There has also been demand growth unlike ever before, with major expansions of exports and NG fueled electric power generating. Before 2016, LNG exports were non-existent. Now, they are near 10% of all NG demand, and still growing.
So both supply and demand are going to slow soon, and LNG may even go backward in consumption for a bit. No doubt global import facilities will pop up at the current prices, but at what rate, I don’t know. I’ve always liked Natgas more than Oil for one main reason. It has been easier for me to keep track of from day to day because the news of natgas has always been contained within the United States. LNG exports made things exciting on the front end, because the world needed LNG far more than the US had to give. Now that is changing, and with LNG, US supplied Natgas is now on the global stage. This may not be such a huge deal, but it is another dynamic that must be tracked in order to be successful at trading. As for now, watching feed-gas to LNG exports facilities may be enough.

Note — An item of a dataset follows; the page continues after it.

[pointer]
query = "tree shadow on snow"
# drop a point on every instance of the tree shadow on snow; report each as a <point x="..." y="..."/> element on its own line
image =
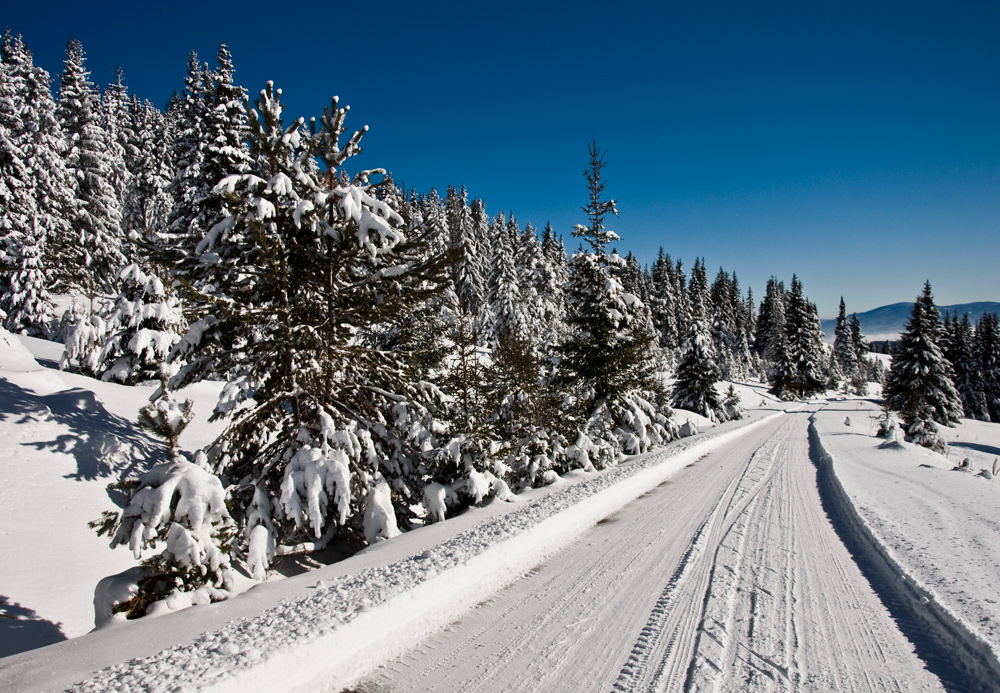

To have an edge, one needs to know where that gas is going and what the demand situation is like in the world before it slows down at an export facility in the US. It would be nice to know global supply and demand capacities to gauge what is going on. Of course this leads to global news, much the same as Oil. This leads to much more reading that I may have time for…
Anyway, back at home, in the US. Production is falling.
The EIA is expecting almost every major region of NG gas production to decrease except Haynesville and Permian. This will be the first time in quite a while, the EIA has projected a fall in overall production. Possibly Oct 2016?
It’s time to go long. I’ll worry about LNG exports when the rest of the market shows concern. Most of the expected weakness in LNG exports may already priced in, meaning the price may not drop much further, even if LNG does stall out some. There is still plenty of countries taking LNG, and plenty of countries who have now decided to cut back on expansion plans for LNG exports.
It’s time to turn perma-bull and have confidence again in my trade. That being said, there is still a need to be cautious of dips. But I believe if the lowest low is not already behind us, it will be very soon.
I’m going to remove my stop on UNG, I’ll be holding my 75% fund in UNG. I will only reduce to 50% funds when UNG gets to $15.71. I will get back on my path of buying the dips and selling only at new highs. They will be coming soon enough. Patience.